O procedimento com a derme de tilápia não exige que mais pele da paciente seja retirada, além de ser menos agressivo. "A cirurgia é realizada abrindo um espaço entre a bexiga e o reto e forrando-o com a pele de tilápia", especifica. "Após o procedimento, é colocando um molde com um formato de vagina, deixando o espaço aberto e impedindo que as paredes da "nova vagina" se juntem novamente". 

"É utilizado um seguimento pequeno que corresponde à metade de um peixe. Essa pele não tem escama, é um processo de esterelização todo feito no NPDM", diz o médico. O estudo clínico foi autorizado pelo Conselho de Ética da Universidade e do hospital. Desde então, a equipe tem trabalhado em sigilo.

Leonardo Bezerra explica que, do ponto de vista biológico, a vagina é uma extensão da pele. Nas duas primeiras pacientes, a pele da tilápia foi usada como curativo, como em casos de queimadura. O resultado esperado veio quando a pele foi deixada no corpo da paciente. "A pele é completamente incorporada pelo organismo e estimula a produção de fatores de crescimento celular e de vasos sanguínes, gerando um novo tecido de característica humana", explica Bezerra. 

[FOTO3]Na primeira biópsia, a equipe médica verificou que houve também estímulo de células tronco. Exames mais recentes apontam que não há mais característica da pele da tilápia. "Não foram encontrados sinais de rejeição de corpo estranho. As células se adaptaram tão bem que não houve nenhuma reação inflamatória grosseira". 

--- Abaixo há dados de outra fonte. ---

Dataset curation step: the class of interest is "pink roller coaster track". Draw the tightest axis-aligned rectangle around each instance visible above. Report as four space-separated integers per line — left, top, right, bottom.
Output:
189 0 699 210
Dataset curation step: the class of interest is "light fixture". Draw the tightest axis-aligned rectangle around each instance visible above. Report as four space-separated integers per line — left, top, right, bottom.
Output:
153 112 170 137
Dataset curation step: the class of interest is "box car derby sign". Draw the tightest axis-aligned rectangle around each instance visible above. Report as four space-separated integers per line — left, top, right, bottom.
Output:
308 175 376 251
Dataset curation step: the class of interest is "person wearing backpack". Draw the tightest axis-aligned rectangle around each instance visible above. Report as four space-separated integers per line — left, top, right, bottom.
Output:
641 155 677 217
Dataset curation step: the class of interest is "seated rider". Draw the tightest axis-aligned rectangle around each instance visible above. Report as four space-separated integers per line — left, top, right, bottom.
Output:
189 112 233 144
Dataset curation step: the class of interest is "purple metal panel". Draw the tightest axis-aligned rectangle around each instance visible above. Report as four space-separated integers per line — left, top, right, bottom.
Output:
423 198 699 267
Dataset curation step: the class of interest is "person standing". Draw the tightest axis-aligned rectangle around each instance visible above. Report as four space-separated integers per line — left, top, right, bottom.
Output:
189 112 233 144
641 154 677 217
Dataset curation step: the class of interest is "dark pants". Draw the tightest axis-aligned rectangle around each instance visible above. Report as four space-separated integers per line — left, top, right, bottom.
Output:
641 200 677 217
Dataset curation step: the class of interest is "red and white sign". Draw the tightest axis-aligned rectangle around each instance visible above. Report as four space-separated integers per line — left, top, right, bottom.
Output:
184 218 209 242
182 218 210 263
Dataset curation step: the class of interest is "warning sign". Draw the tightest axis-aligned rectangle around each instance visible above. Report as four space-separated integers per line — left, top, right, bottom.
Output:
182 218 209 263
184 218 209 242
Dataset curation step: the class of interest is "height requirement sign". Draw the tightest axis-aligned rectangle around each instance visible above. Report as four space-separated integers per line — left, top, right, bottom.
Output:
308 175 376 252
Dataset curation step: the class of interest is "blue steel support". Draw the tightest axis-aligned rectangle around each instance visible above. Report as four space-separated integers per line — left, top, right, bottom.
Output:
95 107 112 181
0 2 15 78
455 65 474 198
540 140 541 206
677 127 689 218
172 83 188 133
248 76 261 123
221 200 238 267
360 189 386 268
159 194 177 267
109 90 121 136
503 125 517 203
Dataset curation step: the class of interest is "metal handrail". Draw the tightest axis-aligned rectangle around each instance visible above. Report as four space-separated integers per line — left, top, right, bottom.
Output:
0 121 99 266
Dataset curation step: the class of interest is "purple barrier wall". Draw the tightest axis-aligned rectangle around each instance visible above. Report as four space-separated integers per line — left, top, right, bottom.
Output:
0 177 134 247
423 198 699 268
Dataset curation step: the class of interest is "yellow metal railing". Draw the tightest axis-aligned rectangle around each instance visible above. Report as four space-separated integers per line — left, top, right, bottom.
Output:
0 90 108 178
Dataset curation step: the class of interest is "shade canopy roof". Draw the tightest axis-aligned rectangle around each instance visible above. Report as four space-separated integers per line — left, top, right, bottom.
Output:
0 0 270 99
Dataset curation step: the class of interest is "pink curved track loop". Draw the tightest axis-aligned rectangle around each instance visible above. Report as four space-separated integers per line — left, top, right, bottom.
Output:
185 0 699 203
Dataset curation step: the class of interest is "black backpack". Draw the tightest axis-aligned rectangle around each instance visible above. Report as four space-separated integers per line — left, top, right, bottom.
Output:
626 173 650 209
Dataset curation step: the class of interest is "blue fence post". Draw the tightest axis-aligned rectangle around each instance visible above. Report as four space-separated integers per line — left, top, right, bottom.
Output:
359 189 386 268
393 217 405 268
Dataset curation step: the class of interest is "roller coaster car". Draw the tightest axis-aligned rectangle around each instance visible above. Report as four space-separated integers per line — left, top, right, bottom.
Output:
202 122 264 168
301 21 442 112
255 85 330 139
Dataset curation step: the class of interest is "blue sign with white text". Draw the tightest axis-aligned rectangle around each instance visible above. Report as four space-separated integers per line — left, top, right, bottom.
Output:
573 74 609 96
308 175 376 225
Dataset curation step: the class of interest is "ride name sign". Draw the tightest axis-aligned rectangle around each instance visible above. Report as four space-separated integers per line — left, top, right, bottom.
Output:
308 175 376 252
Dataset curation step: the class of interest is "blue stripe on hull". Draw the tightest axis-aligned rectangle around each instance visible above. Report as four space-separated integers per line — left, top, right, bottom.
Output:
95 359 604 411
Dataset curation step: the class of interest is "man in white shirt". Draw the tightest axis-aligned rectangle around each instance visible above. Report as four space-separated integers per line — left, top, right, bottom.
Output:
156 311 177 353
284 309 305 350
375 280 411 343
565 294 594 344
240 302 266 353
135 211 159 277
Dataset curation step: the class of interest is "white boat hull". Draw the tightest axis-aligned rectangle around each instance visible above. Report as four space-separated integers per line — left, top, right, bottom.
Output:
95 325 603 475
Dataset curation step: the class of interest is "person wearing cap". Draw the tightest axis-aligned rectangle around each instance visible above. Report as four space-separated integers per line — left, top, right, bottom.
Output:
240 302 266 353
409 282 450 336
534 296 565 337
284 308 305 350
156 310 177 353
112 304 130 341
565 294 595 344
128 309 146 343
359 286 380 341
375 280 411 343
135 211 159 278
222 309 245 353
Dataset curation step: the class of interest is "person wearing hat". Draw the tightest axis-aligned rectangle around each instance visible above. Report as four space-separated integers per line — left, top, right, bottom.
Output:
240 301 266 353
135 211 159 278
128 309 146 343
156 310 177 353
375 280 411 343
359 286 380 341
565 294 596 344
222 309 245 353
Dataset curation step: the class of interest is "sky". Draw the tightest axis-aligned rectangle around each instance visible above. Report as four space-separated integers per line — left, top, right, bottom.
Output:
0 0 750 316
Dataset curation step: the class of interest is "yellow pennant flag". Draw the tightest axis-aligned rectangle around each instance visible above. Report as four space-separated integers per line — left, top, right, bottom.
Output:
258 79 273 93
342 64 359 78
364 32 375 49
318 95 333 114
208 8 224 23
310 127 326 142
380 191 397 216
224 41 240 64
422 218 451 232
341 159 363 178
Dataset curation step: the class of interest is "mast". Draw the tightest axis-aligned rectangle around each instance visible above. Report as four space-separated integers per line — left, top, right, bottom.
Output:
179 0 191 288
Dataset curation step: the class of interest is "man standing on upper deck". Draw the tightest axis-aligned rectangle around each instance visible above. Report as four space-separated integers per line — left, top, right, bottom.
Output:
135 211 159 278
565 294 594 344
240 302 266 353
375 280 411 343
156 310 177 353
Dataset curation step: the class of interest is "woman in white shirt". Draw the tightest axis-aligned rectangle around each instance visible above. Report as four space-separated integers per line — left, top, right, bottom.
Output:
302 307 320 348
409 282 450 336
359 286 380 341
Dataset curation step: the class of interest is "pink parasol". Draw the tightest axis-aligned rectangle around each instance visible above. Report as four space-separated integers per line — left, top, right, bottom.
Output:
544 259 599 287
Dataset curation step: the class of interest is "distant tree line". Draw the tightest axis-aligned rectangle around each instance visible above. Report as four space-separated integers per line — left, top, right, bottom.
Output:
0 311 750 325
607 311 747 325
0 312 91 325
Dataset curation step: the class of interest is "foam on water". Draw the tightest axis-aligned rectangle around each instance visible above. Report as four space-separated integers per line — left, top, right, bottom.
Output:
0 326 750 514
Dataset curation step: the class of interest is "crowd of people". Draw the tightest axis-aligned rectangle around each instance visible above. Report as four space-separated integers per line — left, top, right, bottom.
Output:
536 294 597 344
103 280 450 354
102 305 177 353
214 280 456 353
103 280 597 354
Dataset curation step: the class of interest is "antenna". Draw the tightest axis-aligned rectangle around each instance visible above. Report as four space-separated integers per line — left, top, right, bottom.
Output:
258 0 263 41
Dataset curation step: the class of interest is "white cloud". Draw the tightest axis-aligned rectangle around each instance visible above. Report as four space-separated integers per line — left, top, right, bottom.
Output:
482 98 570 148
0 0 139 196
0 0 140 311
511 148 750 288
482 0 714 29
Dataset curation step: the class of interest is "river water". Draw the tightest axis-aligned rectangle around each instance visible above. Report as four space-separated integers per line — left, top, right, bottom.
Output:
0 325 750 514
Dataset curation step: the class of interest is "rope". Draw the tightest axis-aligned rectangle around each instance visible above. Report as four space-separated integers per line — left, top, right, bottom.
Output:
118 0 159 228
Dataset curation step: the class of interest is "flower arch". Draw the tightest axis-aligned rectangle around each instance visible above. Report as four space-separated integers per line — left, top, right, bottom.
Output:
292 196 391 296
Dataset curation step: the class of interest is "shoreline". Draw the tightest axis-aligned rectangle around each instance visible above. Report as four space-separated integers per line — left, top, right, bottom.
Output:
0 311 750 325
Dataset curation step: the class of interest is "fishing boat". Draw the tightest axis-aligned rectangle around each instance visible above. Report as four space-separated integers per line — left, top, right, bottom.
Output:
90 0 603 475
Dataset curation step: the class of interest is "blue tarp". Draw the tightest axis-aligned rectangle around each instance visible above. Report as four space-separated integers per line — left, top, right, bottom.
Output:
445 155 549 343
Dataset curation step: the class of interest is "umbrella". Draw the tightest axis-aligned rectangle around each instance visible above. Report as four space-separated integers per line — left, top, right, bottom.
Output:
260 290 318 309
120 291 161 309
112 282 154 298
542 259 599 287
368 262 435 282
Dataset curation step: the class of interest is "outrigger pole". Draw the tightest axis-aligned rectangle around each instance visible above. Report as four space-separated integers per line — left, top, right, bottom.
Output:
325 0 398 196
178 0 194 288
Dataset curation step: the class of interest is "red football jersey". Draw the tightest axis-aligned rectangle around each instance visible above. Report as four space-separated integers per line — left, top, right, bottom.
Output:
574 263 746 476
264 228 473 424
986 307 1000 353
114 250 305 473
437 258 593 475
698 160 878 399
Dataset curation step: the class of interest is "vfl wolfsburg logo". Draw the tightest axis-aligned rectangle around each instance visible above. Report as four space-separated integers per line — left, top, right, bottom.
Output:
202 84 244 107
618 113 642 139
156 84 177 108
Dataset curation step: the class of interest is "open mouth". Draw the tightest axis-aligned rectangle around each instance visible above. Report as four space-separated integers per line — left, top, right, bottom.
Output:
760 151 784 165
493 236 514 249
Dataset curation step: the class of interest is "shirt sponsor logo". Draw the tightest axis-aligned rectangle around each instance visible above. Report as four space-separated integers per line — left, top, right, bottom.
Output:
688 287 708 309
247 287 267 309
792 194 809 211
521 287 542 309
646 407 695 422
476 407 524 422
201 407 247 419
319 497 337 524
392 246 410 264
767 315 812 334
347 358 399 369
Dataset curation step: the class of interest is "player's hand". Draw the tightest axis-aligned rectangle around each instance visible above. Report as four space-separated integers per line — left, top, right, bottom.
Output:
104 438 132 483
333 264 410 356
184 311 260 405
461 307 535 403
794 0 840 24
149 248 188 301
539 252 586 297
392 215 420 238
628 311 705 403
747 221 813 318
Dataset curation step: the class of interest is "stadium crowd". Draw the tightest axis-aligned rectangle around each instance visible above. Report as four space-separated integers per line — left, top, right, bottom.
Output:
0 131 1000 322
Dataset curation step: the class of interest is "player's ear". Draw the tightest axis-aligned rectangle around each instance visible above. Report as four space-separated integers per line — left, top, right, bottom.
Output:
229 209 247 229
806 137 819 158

Depois da primeira biópsia, o exame é repetido com três e seis meses, mas o acompanhamento da paciente, segundo o médico, continua por tempo indeterminado. Com o procedimento, as pacientes poderão ter atividade sexual e retornarão mensalmente a cada dois anos para o acompanhamento médico.
 
Estudo multicentrico
 
O próximo passo é transformar o método em multicentrico, quando o estudo clínico é realizado em localidades diferentes mas seguindo um protocolo específico. "Uma vez que conseguimos essa evolução satisfatória, queremos tentar usar a tilápia em outros procedimentos, como prótese biológica", diz Leonardo Bezerra.

Os testes serão conduzidos inicialmente em ratos e ovelhas. "Vamos fazer testes em modelo de hérnia, com a possibilidade de substituir tecidos do abdomen, e no modelo experimental de lesão de articulação no ombro", adianta. "A prótese biológica é o que mais se aproxima de medicina regenerativa". Estudos com animais devem ser feitos até 2019.
  
Antes disso, a quinta paciente no Ceará passará, em breve, pela cirurgia de reconstrução vaginal. "Por enquanto, só no Ceará. Mas queremos descentralizar o estudo. Nosso sonho é ajudar as mulheres no Brasil inteiro".